A veces, el recuerdo de un aroma de nardo —mi fragancia preferida— me ha guiado a la hora de diseñar un experimento o establecer una hipótesis científica; en otras ocasiones, una imaginaria guitarra tocando por aires de Cádiz me ha acompañado cuando un experimento ha dado los resultados para los que había sido programado y realizado; el recuerdo de unos fandangos de Huelva —de Alosno, Almonaster, Valverde o Santa Eulalia—, surgidos de esos pueblos que cantan a cosas tan simples como la luz del día, el nido de una alondra, el relincho de un caballo enamorado, la fidelidad de un perro, una liebre amamantando a su cría, la dulzura de un cariño o la decepción y rabia de un desengaño, ha conmocionado mis sentimientos en la soledad, a veces fría, de un laboratorio perdido en un amanecer nebuloso de la región parisina, en un anochecer solitario en Filadelfia o en interminables jornadas en un humilde laboratorio cercano a las montañas de la selva de La Tigra, en Honduras. El esplendor y la expresividad de la copla han despertado en lejanos lugares, como en el lago Yojoa, en Honduras, en el que aquel toro enamorado de la luna quiso estar un amanecer de luna llena conmigo y con José, mi guardián y guía hondureño, en el lago y sus alrededores, mientras yo escuchaba atento las historias acaecidas, según él, en aquellas misteriosas aguas.

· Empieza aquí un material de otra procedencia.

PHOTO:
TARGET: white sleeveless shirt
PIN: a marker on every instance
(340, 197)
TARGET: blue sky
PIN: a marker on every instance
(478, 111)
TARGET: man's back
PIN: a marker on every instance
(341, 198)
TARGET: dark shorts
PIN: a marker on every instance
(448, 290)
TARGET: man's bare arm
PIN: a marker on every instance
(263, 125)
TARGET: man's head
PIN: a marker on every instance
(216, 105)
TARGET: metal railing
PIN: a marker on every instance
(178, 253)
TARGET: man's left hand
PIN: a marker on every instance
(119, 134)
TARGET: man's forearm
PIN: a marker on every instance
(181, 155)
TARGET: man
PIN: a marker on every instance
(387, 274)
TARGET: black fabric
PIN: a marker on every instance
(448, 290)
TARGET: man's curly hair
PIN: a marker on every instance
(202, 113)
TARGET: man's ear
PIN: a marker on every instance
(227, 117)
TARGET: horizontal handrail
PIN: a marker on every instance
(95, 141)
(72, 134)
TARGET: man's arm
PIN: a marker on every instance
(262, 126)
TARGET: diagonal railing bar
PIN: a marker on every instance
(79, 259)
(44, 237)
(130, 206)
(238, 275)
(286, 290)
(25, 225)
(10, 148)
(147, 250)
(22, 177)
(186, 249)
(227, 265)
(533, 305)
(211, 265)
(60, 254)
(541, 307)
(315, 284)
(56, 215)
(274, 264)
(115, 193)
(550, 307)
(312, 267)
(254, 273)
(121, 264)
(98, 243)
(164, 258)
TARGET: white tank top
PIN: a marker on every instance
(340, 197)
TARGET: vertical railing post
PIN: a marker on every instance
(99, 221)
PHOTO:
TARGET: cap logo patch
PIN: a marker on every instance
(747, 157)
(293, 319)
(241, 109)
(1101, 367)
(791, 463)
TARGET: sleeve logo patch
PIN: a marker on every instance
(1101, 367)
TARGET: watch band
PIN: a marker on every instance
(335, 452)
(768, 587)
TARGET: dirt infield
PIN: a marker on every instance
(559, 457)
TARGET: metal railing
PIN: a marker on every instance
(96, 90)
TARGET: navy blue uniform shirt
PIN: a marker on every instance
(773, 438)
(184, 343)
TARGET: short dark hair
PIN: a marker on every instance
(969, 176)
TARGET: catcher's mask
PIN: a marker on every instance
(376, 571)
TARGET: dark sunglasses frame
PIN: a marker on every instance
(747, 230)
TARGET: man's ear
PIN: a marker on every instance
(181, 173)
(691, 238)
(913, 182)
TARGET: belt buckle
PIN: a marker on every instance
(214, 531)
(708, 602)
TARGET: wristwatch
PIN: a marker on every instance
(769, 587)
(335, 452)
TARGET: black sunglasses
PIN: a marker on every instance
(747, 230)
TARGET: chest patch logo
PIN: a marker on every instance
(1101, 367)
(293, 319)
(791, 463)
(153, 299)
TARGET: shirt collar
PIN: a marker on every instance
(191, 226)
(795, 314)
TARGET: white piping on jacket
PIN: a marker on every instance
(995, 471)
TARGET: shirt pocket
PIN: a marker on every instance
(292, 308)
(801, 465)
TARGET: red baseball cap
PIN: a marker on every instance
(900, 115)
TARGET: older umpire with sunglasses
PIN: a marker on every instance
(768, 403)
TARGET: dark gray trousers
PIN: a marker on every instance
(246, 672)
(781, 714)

He aplicado, en definitiva, el método científico a algo tan lejano y tan fuera de todos los cánones científicos como lo es todo en Andalucía y en Antequera. Así pues, coincido con Chekhov en que la investigación biomédica, en mi caso, como la medicina en el suyo, me ha proporcionado la libertad de mente para entender todo lo andaluz. ¡Hasta el flamenco! —la literatura, en su caso—. El flamenco me ha dado, por su parte, fuerza, sosiego, inspiración. Y me refiero al flamenco en sentido amplio, resumido en este fandango de Almonaster, que empieza:

De la mano siempre van

copla, folklore y flamenco

para hacernos disfrutar

del arte y del sentimiento

de esta tierra sin igual.

De un lado, copla, folklore, flamenco en una Andalucía rebosante de aromas, luz, colores y sabores; y de otro, investigación, hipótesis científicas demostradas en la práctica experimental, hallazgos científicos buscados y no buscados —serendipity— y siempre ilusión por aprender más.

Hablemos, pues, de mis dos mundos y recordemos la penetrabilidad de ambos, con ejemplos personales en esta larga vida de alguien que ha querido siempre aprender amando y que tiene intactas sus ilusiones de seguir aprendiendo amando.

En las páginas que siguen, amigo lector, encontrarás rigor científico y verdades científicas; todo con sabor, aroma, color y sonido andaluz.